Some 250 families of Koyra upazila in Khulna will get potable water supply as another water treatment plant has been set up in the coastal area that faces a serious crisis of drinking water due to rising salinity.
The Reverse Osmosis (RO) plant has been set up with financial and technical support from Palli Karma Sahayak Foundation (PKSF). With this, the PKSF has so far installed 70 RO plants to ensure safe drinking water supply in six coastal districts - Bagerhat, Barguna, Khulna, Satkhira, Patuakhali and Pirojpur.
A main feature of these types of plants is that they collect water from open sources rather than extracting groundwater which is depleting fast, according to the PKSF.
Advocate Gloria Jharna Sarker, a reserved seat Member of Parliament, on Wednesday inaugurated the water treatment plant.
Advocate Sarkar said tens of thousands of people are facing the challenge of living without access to safe (drinking) water across the globe.
The plant can produce 1,000 liters of water per hour to meet the demand of some 250 families on a regular basis, she mentioned.
She called upon the government and non-government organisations concerned to take the southern coastal belt's water crisis seriously and devise plans accordingly for short-term and long-term solutions to the crisis.
Speaking about the programme, PKSF Managing Director Dr Nomita Halder reiterated the foundation's commitment to keep its Water, Sanitation & Hygiene (WASH) initiatives on the top of its development agenda.
She said access to drinking water can protect and save lives by preventing various diseases and turning problems into potentialities, including unlocking the opportunities for education, job placement and improved health. "This is why we, in the PKSF, attach high priority to ensuring safe drinking water in communities affected by the potable water crisis," she added.
Koyra Upazila Nirbahi Officer Animesh Biswas was also present at the event.
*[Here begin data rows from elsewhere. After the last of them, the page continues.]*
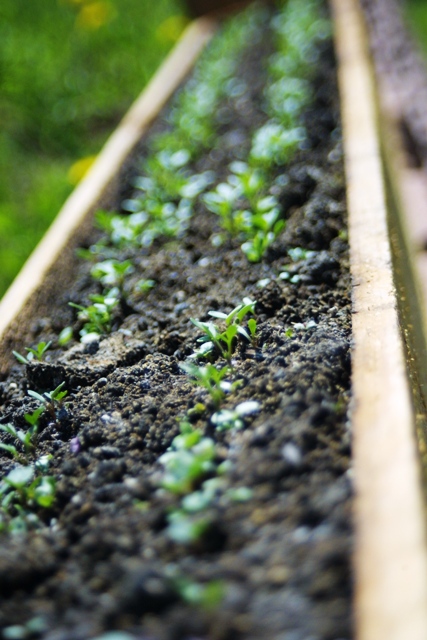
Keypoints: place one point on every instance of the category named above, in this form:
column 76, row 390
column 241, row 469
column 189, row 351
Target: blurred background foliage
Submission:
column 416, row 11
column 69, row 69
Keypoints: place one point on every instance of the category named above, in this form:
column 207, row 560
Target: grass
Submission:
column 69, row 69
column 416, row 13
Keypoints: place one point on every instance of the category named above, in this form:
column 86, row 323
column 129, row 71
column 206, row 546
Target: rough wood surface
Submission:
column 49, row 265
column 390, row 558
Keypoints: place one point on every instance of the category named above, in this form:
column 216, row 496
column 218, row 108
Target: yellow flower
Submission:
column 95, row 15
column 79, row 169
column 171, row 28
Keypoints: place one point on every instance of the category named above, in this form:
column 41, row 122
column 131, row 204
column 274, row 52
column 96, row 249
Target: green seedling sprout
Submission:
column 112, row 273
column 20, row 492
column 211, row 378
column 224, row 340
column 65, row 336
column 33, row 354
column 98, row 316
column 145, row 285
column 228, row 419
column 189, row 460
column 52, row 401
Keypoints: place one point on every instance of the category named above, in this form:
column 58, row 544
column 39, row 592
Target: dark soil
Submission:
column 103, row 562
column 402, row 72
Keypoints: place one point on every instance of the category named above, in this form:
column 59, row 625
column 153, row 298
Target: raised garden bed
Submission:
column 178, row 510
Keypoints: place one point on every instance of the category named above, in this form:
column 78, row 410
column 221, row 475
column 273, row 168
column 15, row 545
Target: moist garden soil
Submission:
column 104, row 561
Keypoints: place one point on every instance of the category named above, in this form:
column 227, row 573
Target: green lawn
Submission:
column 69, row 69
column 416, row 11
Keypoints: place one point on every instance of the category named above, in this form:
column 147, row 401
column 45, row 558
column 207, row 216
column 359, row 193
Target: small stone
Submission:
column 278, row 574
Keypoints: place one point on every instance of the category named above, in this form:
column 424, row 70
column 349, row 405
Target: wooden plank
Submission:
column 390, row 556
column 46, row 261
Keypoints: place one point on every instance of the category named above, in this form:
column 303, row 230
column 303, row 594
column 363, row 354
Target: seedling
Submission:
column 144, row 286
column 33, row 354
column 224, row 340
column 52, row 401
column 222, row 202
column 207, row 596
column 112, row 273
column 65, row 336
column 228, row 419
column 20, row 492
column 25, row 437
column 97, row 317
column 211, row 378
column 188, row 461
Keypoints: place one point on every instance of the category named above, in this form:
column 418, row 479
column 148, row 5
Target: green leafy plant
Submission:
column 224, row 340
column 211, row 378
column 21, row 492
column 51, row 401
column 65, row 336
column 227, row 419
column 97, row 317
column 145, row 285
column 208, row 595
column 112, row 273
column 25, row 437
column 36, row 353
column 190, row 458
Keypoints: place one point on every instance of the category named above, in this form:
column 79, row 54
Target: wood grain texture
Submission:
column 48, row 267
column 390, row 557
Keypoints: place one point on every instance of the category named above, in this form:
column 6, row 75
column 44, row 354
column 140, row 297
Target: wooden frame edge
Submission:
column 391, row 550
column 90, row 193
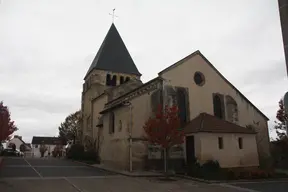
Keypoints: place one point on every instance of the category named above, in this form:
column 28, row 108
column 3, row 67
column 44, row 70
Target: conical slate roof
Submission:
column 113, row 55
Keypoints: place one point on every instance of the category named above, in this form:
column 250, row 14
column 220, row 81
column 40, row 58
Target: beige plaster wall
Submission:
column 230, row 155
column 200, row 97
column 118, row 142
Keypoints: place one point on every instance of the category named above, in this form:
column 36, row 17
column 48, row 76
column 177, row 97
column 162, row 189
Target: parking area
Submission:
column 14, row 167
column 265, row 186
column 60, row 175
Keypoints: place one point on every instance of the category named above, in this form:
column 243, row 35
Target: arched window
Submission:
column 108, row 79
column 232, row 109
column 114, row 80
column 121, row 79
column 217, row 105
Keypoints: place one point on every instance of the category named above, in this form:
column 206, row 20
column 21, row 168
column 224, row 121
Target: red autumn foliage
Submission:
column 281, row 115
column 7, row 127
column 165, row 128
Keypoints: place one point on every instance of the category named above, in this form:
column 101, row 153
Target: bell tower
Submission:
column 112, row 66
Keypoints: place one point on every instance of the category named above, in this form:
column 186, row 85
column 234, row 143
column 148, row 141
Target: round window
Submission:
column 199, row 78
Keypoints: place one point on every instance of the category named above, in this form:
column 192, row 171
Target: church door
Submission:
column 190, row 149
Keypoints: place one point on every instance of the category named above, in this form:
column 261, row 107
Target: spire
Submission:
column 113, row 55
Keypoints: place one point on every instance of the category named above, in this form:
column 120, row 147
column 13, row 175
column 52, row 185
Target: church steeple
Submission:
column 113, row 56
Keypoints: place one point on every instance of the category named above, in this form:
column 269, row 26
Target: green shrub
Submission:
column 194, row 168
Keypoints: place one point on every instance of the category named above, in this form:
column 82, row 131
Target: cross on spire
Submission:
column 113, row 15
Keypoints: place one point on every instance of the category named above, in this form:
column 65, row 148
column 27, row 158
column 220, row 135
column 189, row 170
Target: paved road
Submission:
column 268, row 186
column 46, row 175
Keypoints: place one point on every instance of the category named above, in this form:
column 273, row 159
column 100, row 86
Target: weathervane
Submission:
column 113, row 15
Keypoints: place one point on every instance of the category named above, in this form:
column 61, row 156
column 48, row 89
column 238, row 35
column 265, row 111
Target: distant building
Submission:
column 283, row 10
column 50, row 142
column 17, row 140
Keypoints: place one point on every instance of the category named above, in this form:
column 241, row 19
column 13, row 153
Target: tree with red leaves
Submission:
column 7, row 127
column 282, row 117
column 165, row 130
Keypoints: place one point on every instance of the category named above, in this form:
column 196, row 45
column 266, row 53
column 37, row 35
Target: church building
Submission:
column 220, row 123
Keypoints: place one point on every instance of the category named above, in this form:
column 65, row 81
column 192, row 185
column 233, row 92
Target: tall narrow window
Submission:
column 112, row 123
column 220, row 143
column 217, row 105
column 108, row 79
column 182, row 105
column 121, row 79
column 240, row 143
column 114, row 80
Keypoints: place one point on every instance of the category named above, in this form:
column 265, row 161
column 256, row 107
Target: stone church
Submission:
column 220, row 123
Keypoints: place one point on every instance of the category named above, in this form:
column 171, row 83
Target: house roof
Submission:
column 46, row 140
column 208, row 123
column 20, row 138
column 212, row 66
column 113, row 55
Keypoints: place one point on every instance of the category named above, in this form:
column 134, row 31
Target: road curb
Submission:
column 233, row 181
column 117, row 172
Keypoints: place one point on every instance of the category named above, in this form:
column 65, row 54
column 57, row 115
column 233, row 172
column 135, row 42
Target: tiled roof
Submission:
column 208, row 123
column 113, row 55
column 46, row 140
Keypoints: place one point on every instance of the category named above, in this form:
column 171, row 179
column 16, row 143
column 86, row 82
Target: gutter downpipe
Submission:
column 128, row 103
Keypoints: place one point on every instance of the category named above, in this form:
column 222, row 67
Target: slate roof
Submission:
column 46, row 140
column 20, row 138
column 214, row 68
column 208, row 123
column 113, row 55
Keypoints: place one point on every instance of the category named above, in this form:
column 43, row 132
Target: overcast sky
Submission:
column 46, row 47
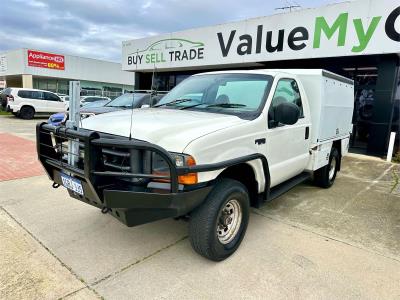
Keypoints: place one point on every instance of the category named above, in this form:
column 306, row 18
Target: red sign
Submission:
column 46, row 60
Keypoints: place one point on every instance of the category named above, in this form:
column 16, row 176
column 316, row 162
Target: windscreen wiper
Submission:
column 226, row 105
column 173, row 102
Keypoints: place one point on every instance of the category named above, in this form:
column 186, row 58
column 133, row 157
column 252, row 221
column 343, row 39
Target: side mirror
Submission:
column 286, row 113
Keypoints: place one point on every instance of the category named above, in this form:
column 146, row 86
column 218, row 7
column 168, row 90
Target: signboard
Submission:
column 46, row 60
column 346, row 29
column 3, row 64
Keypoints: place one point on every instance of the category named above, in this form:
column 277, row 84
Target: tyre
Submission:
column 27, row 112
column 218, row 226
column 325, row 176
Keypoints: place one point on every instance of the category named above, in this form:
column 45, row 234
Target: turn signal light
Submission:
column 190, row 178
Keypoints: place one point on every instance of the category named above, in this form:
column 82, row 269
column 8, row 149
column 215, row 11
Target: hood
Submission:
column 169, row 128
column 99, row 110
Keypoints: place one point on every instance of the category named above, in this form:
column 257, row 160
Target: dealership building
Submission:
column 49, row 71
column 357, row 39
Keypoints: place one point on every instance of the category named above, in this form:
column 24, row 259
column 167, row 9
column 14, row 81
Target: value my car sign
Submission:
column 46, row 60
column 363, row 27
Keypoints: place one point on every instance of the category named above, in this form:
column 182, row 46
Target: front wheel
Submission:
column 218, row 226
column 325, row 176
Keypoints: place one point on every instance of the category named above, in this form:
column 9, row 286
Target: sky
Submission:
column 96, row 28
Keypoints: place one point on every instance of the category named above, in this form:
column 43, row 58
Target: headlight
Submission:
column 160, row 167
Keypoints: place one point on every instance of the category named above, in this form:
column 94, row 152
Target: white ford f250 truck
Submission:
column 215, row 145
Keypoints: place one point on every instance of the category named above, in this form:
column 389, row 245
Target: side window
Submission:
column 287, row 90
column 30, row 94
column 25, row 94
column 37, row 95
column 51, row 97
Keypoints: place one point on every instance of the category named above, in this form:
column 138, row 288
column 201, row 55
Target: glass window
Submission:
column 240, row 94
column 30, row 94
column 287, row 90
column 126, row 100
column 246, row 92
column 51, row 97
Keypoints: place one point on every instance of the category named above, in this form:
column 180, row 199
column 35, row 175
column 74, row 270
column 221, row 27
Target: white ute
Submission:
column 215, row 145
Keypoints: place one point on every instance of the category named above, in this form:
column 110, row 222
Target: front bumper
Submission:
column 131, row 202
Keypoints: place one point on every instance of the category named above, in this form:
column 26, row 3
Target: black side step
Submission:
column 287, row 185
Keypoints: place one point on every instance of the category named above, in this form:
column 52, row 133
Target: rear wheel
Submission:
column 325, row 176
column 218, row 226
column 27, row 112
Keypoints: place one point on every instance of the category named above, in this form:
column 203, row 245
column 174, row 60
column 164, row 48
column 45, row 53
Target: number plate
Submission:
column 72, row 183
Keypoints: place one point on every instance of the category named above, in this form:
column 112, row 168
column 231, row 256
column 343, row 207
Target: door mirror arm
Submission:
column 286, row 113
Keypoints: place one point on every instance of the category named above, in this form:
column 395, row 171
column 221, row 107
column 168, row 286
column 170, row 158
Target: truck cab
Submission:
column 215, row 145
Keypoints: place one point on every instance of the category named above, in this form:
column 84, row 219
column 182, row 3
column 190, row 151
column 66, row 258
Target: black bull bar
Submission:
column 131, row 204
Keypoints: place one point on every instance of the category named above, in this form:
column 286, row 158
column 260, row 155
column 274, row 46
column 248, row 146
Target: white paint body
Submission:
column 212, row 138
column 40, row 105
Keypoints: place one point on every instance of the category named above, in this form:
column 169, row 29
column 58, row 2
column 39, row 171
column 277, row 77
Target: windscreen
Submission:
column 126, row 100
column 221, row 93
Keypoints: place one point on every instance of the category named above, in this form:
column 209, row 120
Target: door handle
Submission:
column 307, row 134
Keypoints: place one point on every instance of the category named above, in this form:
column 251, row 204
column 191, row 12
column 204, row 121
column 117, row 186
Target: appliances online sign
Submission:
column 46, row 60
column 350, row 28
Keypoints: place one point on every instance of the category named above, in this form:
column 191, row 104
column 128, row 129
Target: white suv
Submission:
column 25, row 103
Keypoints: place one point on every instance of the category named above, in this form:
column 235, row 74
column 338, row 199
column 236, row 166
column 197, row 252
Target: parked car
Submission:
column 60, row 118
column 125, row 101
column 26, row 103
column 242, row 138
column 87, row 99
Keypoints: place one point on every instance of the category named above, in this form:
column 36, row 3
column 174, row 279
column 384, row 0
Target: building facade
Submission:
column 49, row 71
column 357, row 39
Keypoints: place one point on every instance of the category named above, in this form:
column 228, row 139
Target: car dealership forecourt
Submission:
column 356, row 39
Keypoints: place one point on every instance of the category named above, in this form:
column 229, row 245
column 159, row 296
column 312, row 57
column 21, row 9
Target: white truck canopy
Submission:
column 331, row 100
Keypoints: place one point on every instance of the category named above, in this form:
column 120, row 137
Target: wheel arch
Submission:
column 246, row 173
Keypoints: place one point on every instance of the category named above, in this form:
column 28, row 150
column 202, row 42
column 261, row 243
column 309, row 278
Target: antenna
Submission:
column 152, row 85
column 133, row 98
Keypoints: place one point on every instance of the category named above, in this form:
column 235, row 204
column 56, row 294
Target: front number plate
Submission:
column 72, row 184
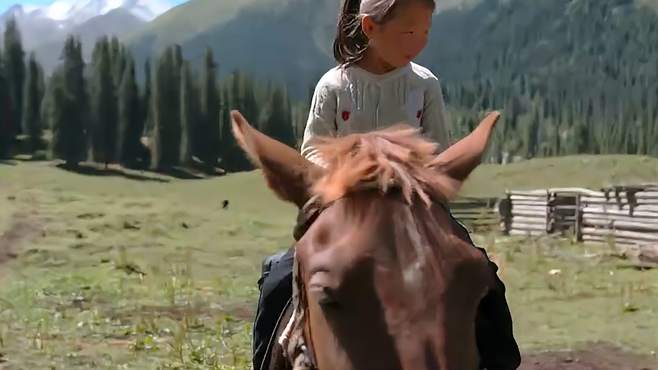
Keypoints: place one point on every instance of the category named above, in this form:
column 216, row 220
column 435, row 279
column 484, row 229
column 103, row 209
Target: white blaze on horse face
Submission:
column 412, row 273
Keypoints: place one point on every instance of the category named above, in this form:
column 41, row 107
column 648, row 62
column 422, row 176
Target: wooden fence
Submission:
column 476, row 213
column 627, row 215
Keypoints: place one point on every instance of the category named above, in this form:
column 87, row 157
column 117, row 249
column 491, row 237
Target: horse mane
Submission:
column 394, row 157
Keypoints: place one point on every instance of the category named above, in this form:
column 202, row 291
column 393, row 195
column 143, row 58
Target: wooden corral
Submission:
column 624, row 216
column 477, row 213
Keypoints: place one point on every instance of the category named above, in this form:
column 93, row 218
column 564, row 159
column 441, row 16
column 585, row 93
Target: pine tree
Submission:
column 69, row 107
column 104, row 106
column 15, row 69
column 165, row 143
column 187, row 111
column 146, row 104
column 32, row 125
column 6, row 132
column 130, row 120
column 209, row 133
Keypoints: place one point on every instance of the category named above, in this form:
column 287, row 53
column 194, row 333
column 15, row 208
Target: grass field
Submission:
column 111, row 272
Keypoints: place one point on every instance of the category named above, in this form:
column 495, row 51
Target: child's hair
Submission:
column 351, row 43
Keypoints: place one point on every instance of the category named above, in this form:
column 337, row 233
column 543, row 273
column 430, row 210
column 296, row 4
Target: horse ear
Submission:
column 287, row 173
column 461, row 158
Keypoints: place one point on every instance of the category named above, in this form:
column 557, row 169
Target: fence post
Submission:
column 579, row 219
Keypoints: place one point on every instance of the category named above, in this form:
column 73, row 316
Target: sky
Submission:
column 4, row 4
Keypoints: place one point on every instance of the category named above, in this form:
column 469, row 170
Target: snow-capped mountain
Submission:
column 73, row 12
column 44, row 28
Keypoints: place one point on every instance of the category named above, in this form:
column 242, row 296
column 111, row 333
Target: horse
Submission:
column 381, row 279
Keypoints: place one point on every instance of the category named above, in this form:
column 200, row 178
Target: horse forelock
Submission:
column 394, row 157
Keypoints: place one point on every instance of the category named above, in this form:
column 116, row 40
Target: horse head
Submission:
column 382, row 279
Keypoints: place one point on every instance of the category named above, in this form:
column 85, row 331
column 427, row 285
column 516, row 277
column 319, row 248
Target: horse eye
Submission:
column 326, row 297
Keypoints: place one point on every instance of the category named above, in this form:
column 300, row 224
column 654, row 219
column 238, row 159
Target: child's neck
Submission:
column 373, row 64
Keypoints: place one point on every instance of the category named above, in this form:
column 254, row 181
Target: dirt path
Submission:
column 21, row 229
column 24, row 225
column 594, row 357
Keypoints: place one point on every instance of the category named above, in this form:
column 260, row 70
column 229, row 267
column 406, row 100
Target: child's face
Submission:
column 399, row 40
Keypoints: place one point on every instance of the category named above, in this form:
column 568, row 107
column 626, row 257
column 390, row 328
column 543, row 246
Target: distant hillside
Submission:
column 285, row 40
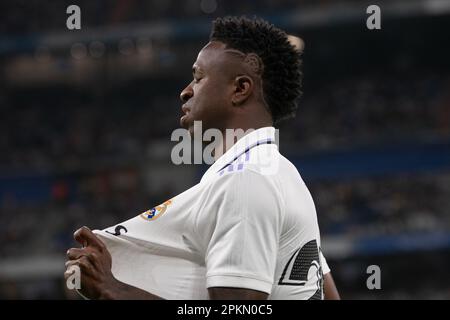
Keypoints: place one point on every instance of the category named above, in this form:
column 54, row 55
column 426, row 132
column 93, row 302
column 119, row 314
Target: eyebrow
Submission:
column 195, row 69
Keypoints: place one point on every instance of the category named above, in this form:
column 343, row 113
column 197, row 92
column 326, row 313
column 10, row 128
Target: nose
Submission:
column 186, row 94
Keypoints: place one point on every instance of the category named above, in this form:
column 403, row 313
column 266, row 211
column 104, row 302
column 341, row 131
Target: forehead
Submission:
column 213, row 55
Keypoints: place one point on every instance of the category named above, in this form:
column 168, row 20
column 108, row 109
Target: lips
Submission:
column 185, row 117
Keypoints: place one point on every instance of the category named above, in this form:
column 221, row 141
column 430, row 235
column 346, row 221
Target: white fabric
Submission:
column 242, row 226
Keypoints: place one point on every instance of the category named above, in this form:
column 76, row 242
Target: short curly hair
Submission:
column 282, row 75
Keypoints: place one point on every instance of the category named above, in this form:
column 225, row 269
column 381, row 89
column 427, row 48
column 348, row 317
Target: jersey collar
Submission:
column 265, row 135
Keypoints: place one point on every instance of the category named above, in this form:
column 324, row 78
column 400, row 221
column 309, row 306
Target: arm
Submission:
column 329, row 288
column 97, row 280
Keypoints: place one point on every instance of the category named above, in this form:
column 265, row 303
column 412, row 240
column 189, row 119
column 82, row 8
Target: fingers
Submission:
column 86, row 237
column 83, row 263
column 77, row 253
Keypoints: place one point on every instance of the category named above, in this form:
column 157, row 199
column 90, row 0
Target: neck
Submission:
column 238, row 130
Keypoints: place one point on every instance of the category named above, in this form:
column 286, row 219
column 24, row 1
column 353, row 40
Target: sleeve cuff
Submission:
column 238, row 282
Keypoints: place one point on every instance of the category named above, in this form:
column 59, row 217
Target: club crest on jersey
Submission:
column 156, row 212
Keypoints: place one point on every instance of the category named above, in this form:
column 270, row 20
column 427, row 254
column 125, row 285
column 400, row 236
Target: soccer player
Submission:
column 248, row 229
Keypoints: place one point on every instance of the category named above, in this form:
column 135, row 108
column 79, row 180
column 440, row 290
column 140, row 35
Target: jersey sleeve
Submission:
column 242, row 238
column 325, row 268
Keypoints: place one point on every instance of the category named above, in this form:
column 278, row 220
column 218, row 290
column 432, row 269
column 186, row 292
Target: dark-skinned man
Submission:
column 248, row 229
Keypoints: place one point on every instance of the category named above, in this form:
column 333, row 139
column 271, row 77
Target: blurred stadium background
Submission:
column 86, row 118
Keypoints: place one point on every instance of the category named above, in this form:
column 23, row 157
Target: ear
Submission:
column 243, row 88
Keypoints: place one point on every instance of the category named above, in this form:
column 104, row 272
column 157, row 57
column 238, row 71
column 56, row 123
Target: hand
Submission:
column 94, row 261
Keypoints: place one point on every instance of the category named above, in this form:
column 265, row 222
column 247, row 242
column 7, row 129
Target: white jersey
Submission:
column 249, row 223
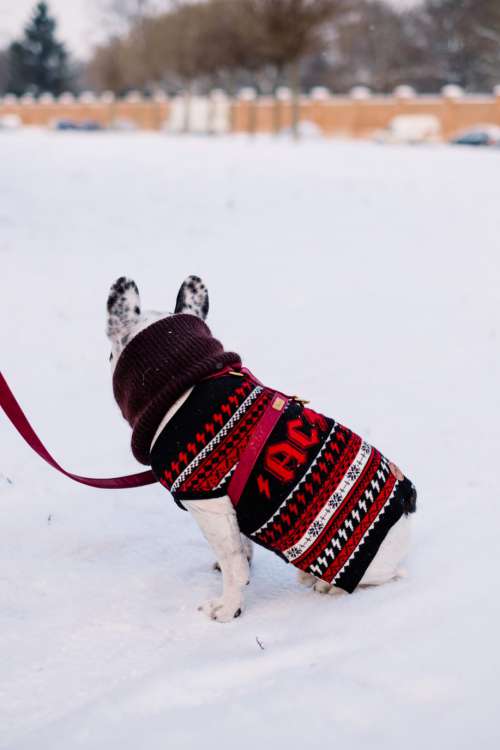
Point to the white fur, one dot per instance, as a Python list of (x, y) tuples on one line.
[(217, 517)]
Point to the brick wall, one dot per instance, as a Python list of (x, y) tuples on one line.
[(356, 116)]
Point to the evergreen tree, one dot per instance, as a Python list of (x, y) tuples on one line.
[(38, 63)]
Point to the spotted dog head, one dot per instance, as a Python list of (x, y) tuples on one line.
[(126, 318)]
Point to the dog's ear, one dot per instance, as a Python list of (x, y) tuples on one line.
[(193, 298), (124, 307)]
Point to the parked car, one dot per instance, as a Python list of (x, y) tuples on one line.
[(86, 125), (410, 129), (10, 122), (479, 135)]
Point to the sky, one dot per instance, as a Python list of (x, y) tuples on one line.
[(82, 23)]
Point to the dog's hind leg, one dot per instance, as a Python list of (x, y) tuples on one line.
[(217, 520)]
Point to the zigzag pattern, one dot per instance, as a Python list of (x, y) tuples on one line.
[(355, 506), (312, 493)]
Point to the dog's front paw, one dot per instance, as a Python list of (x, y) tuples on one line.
[(221, 610), (306, 579), (322, 587)]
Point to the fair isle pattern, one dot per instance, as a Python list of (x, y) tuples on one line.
[(221, 434), (305, 478), (318, 525), (319, 496)]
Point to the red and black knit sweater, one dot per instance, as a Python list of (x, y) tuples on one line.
[(319, 496)]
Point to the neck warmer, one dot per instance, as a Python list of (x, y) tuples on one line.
[(158, 366)]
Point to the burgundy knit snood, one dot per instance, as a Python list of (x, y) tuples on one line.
[(158, 366)]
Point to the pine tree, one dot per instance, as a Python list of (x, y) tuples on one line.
[(38, 63)]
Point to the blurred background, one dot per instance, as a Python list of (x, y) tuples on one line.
[(399, 70)]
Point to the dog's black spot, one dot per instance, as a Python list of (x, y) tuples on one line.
[(410, 502)]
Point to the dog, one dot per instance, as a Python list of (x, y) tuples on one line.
[(316, 494)]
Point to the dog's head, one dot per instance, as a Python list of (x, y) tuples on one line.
[(126, 318)]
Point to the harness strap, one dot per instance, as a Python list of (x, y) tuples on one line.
[(20, 422), (249, 457)]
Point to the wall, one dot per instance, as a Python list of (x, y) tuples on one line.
[(356, 116)]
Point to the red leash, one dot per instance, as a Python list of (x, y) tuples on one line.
[(18, 419), (268, 421)]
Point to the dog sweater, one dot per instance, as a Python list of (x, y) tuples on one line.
[(319, 496), (160, 364)]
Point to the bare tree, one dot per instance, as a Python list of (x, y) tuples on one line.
[(290, 30), (4, 70)]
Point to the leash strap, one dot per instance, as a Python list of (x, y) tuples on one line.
[(20, 422), (256, 443)]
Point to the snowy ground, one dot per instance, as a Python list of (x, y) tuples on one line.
[(365, 278)]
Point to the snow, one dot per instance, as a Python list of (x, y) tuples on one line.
[(362, 277)]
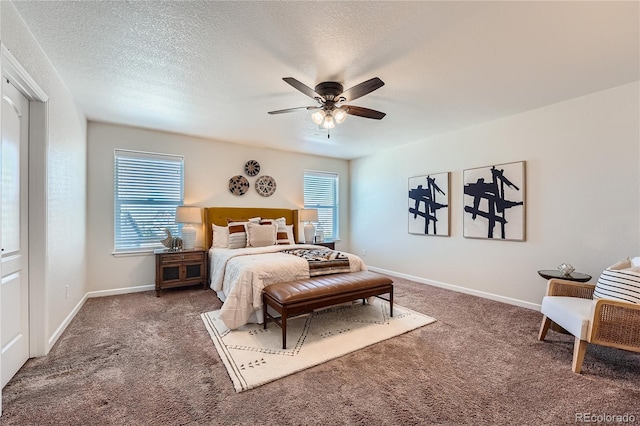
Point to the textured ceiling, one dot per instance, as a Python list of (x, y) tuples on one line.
[(214, 69)]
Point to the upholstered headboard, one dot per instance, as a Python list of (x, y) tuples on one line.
[(219, 216)]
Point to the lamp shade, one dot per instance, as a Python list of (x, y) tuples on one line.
[(308, 215), (188, 214)]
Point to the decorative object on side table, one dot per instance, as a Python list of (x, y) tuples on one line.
[(566, 269), (171, 242), (548, 274), (308, 216), (188, 215)]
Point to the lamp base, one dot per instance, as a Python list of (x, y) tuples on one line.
[(309, 232), (188, 237)]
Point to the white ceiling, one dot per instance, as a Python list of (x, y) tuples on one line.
[(214, 69)]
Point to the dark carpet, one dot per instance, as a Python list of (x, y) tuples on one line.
[(141, 360)]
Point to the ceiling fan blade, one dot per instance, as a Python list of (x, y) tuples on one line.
[(364, 112), (302, 87), (282, 111), (361, 89)]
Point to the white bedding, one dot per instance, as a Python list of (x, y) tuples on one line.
[(239, 275)]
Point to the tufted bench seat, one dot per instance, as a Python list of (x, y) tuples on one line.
[(302, 296)]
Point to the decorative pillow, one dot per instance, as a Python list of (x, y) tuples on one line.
[(238, 232), (260, 235), (281, 223), (290, 237), (619, 282), (220, 236)]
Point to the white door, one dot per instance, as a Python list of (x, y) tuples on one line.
[(14, 285)]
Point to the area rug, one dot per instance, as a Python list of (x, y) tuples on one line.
[(254, 356)]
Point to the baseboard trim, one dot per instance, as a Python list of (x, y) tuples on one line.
[(118, 291), (56, 335), (459, 289)]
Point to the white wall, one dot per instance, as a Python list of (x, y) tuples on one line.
[(65, 237), (582, 197), (208, 166)]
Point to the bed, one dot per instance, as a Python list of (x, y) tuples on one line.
[(239, 274)]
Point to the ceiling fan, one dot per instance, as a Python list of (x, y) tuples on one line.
[(331, 97)]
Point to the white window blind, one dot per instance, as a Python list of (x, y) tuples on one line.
[(148, 188), (321, 192)]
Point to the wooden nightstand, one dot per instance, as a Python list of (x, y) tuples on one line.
[(329, 244), (180, 268)]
Bangladesh has made substantial progress in ensuring universal access to improved water, with more than 97 per cent of the population having access to it. But access to safe drinking water is still low at 34.6 per cent, according to UNICEF.
Scarcity of safe drinking water is becoming more acute in changing climate situations from the combined effects of sea level rise, drop in ground water level, changes in upstream river discharge and increased frequency of more intense cyclones and tidal surges, said experts.